Loïc Masure et la cryptographie
Loïc Masure a rejoint en 2023 le Laboratoire d'informatique, de robotique et de microélectronique de Montpellier (LIRMM - CNRS/Université de Montpellier) en tant que chargé de recherche CNRS.
Quel est votre domaine de recherche ?
Loïc Masure : Ma recherche porte sur la cryptographie, lorsqu'elle est embarquée dans des composants physiques comme une carte SIM ou une carte bancaire par exemple. En temps normal, ces algorithmes de chiffrements sont faits pour résister à des attaques très puissantes pendant plusieurs années. Mais lorsqu'un attaquant mesure le courant consommé ou le champs électromagnétique émis lors de l'exécution de l'algorithme, il peut retrouver des indices sur la clé secrète de chiffrement. En tirant profit de ces indices, il est possible de casser l'algorithme en quelques secondes ! Heureusement, il existe des contre-mesures permettant de rendre ces attaques plus difficiles, au prix d'une exécution plus lente, ou requérant plus de mémoire. Mon travail consiste à la fois à prouver que ces contre-mesures fonctionnent, et dans le cas contraire, à trouver des chemins d'attaque mettant en évidence leur faiblesse.
Qu'avez-vous fait avant d'entrer au CNRS ? Pourquoi avoir choisi le CNRS ?
L.M. : J'ai fait des études en mathématiques appliquées, plus particulièrement en traitement du signal et en apprentissage machine. C'est un peu par hasard que j'ai découvert la cryptographie, en Erasmus. Par chance, j'ai trouvé un sujet de thèse qui alliait les deux au CEA - Leti, à Grenoble. À l'époque, les chercheurs en cryptographie embarquée étaient très divisés sur la pertinence de l'apprentissage machine, notamment à cause de leur côté « boîte-noire ». Mes travaux de thèse ont donc consisté à montrer les avantages et les limites de cette approche. Ce fut extrêmement enrichissant !
Puis je suis parti deux ans en postdoctorat à l'Université catholique de Louvain, en Belgique. J'y ai rencontré des scientifiques formidables et une grande liberté de recherche, grâce au financement ERC du professeur qui m'a accueilli. Après avoir goûté à cet environnement de recherche exceptionnel, il me tenait à coeur de poursuivre mes travaux dans un cadre semblable : le CNRS était selon moi l'endroit idéal pour cela.
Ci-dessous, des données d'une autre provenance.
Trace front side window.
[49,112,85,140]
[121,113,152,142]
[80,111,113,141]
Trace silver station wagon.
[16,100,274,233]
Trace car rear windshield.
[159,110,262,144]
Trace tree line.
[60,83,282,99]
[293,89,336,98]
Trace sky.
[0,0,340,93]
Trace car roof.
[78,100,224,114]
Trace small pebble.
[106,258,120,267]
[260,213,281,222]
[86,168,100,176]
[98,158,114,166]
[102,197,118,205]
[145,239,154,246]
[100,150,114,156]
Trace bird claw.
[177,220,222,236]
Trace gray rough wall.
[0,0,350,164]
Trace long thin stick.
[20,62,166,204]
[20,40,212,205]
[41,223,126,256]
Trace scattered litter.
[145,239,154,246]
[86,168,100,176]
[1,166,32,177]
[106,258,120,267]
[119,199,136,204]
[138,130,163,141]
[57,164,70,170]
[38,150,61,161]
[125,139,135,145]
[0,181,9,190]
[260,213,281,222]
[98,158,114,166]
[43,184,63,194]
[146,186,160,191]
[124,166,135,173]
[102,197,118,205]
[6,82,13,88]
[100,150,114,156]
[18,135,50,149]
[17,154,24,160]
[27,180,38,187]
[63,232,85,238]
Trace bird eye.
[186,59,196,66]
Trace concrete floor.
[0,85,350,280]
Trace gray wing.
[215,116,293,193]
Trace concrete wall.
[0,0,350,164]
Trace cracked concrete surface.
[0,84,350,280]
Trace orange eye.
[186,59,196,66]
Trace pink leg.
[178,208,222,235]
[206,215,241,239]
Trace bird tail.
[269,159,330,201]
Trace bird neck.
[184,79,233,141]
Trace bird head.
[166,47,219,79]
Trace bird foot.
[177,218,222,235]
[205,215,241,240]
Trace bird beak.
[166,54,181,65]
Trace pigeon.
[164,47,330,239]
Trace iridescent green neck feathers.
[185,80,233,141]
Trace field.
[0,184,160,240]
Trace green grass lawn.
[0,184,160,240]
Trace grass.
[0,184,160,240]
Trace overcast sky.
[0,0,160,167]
Qu'est-ce qui vous a amené à faire des sciences informatiques ?
L.M. : J'ai toujours aimé les mathématiques et pour moi, les sciences informatiques étaient une manière d'allier l'abstraction des mathématiques au concret. Écrire du code est un vecteur très puissant d'expression des idées, qui peut trouver des applications dans d'autres sciences. Par exemple, pendant la crise du Covid, j'ai découvert les modèles de propagation d'une épidémie. En écrivant un petit code de simulation, j'ai réalisé à quel point cela pouvait être utile et amusant pour montrer les effets du confinement sur l'évolution de l'épidémie !
En informatique, on a la chance de ne pas être très contraints matériellement dans nos expériences. Contrairement à d'autres disciplines où les manipulations expérimentales peuvent prendre des mois et demander des budgets colossaux, la plupart de mes expériences ne demandent pas de gros moyens matériels. Cela permet une approche dynamique faisant dialoguer la théorie et la pratique, et qui s'alimentent l'un l'autre dans une synergie vertueuse.